Она понимала его. Мать следила за его торопливыми сборами через открытую дверь. У нее отказали ноги, и теперь она сидела на балконе, куда ее вывезли в кресле на велосипедном ходу, дышала свежим воздухом и провожала взглядом каждое его движение.

Он открыл шифоньер заранее подобранным ключом и вытащил свой новенький костюм и белую сорочку. От костюма несло нафталином, а затвердевшим воротом сорочки он, торопясь, оцарапал шею. Он поправил этот проклятый воротник и поискал на полках галстук. Залез в шифоньер с головой, но его собственные галстуки будто растворились в запахе нафталина. Ну что ж, сказал он домашним мысленно, у меня еще есть чувство юмора. И запустил руки в коллекцию Василия. Строя хитрые рожи, он отобрал самый лучший галстук и повязал тонким узлом.
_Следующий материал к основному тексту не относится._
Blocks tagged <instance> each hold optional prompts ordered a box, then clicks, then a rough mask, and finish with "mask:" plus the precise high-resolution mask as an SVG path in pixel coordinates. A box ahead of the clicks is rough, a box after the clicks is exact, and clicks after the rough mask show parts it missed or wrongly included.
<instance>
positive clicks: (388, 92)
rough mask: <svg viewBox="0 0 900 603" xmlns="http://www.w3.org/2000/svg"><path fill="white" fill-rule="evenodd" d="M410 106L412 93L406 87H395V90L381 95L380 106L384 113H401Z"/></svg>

Высунув кончик языка и поглядывая на дверь, он надел пиджак и покрутился перед зеркалом.

— Ты куда? — спросила мать. — На вернисаж?

— Пройдусь по проспекту. Посмотрю что и как, — признался он откровенно: лгать ей не было смысла, она была его союзником.

— На вернисаж. Я так и знала, — согласилась мать с удовлетворением, ей отказывал слух, и она трактовала чужую речь по своему вкусу.

Он поднес палец к губам, призывая ее помолчать, потом выглянул за двери и, ступая на носки, прошел по коридору. Петли двери он еще вчера смазал подсолнечным маслом, они повернулись бесшумно, открыв дорогу к бегству.

И сейчас же в соответствии с законами приключенческого жанра из кухни выбежал его трехлетний внук Саша. Он изображал реактивный истребитель, летящий курсом прямо на беглеца. Пришлось застыть в дверях, покорно ожидая исхода. «Дед, ты куда? На улицу?» — сейчас спросит Саша, и из кухни появятся домашние, и впереди непреклонный Василий.

Но у малыша родились новые навигационные соображения. Он круто повернул в комнату, даровав беглецу еще один благоприятный шанс. И беглец, не мешкая, выскользнул на лестничную площадку.

Сентябрьское солнце еще припекало, и когда он вышел из сумрака подъезда, ему почудилось, будто на улице все побелено: и стены, и асфальт, и деревья.

Он по-хозяйски огляделся и увидел сверстника Колю. Сверстник сидел на самом солнцепеке на скамеечке для ног и, сгорбившись, читал книгу. Он нахлобучил по уши свою вечную кепку, и тень от козырька казалась почти черной. Она закрыла его лицо до подбородка, делая сверстника Колю похожим на мулата.

— Коля, привет!

Бурно радуясь, он хлопнул сверстника по нагревшейся спине. Коля вздрогнул и выпустил книгу, книга сползла на асфальт.

— Здравствуй, Вадим, — ответил Коля, нагибаясь за книгой и одновременно приподнимая кепку для приветствия.

— Что за церемонии? — упрекнул Вадим, ощущая в мышцах избыток силы, ему захотелось хорошенько размяться.

— Это же книга. Лев Николаевич Толстой, — упрекнул Коля в свою очередь и потер обложку рукавом.